Torna poi nella Nascita di San Giovanni Battista l'ambientazione raccolta e domestica già incontrata nella Natività di Maria, che si trova di fronte in perfetta specularità, del quale Vasari loda la bellezza della donna che entra in scena portando sul capo una cesta con dei frutti e il gesto della donna a sinistra che chiede di tenere tra le braccia il neonato.

Uno dei dipinti che concludono questo ciclo è il Battesimo di Cristo, in cui il Battista battezza Gesù sulle rive del Giordano, estremamente importante sia per contenuto tematico, in quanto culmine ideale delle due storie, ma anche pittorico, con richiamo all'opera del Verrocchio a cui partecipò il giovane Leonardo.
Scrive l'evangelista Marco: In quei giorni Gesù venne da Nazaret di Galilea e fu battezzato nel Giordano da Giovanni. E, uscendo dall'acqua, vide aprirsi i cieli e lo Spirito discendere su di lui come una colomba. E si sentì una voce dal cielo: «Tu sei il Figlio mio prediletto, in te mi sono compiaciuto».
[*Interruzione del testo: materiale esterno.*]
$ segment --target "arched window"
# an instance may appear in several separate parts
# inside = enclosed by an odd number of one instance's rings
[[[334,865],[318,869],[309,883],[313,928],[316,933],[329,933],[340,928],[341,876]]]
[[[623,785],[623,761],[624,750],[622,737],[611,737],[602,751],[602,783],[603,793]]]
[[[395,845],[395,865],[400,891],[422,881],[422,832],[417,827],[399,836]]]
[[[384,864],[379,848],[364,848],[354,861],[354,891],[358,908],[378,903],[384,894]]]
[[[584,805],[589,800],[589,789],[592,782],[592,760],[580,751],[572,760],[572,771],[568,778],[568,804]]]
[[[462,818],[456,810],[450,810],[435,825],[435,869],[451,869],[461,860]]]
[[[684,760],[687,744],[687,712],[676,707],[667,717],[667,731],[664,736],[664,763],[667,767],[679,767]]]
Così come nella Visitazione anche qui si è fatta l'ipotesi della presenza della mano di Michelangelo. Questa volta avrebbe addirittura dipinto i due giovani nudi in attesa di essere battezzati, con quello di destra accovacciato nella medesima posa dei garzoni della bottega impegnati nella preparazione dei colori.

Esiste effettivamente un disegno giovanile custodito in Casa Buonarroti a Firenze in cui si può scorgere il giovane di spalle alla sinistra di Gesù, dimostrando l'effettivo studio di tali figure da parte del futuro artista. Se Michelangelo abbia poi davvero partecipato anche in minima parte a questi capolavori rimarrà sempre tra i misteri della storia dell'arte, proprio quelli che spesso ci spingono a recarci ad osservare certe opere, nella ricerca di quei dettagli che donano ancor più grandezza e prestigio a meraviglie già di per sé così preziose.
Ciò che resta è sicuramente il merito di Domenico Ghirlandaio di aver accolto Michelangelo nella sua bottega e di averlo guidato nella scoperta del proprio talento, trasmettendogli una tecnica, quella della pittura a fresco, che lo porterà a realizzare la volta della Sistina e il Giudizio universale.
Soprattutto Ghirlandaio fu per lui una guida, una luce in grado di far risplendere nella sua anima l'amore per l'arte e di esaltare le sue predisposizioni naturali per poi farsi da parte, lasciando spazio all'allievo, come solo un vero maestro è in grado di fare.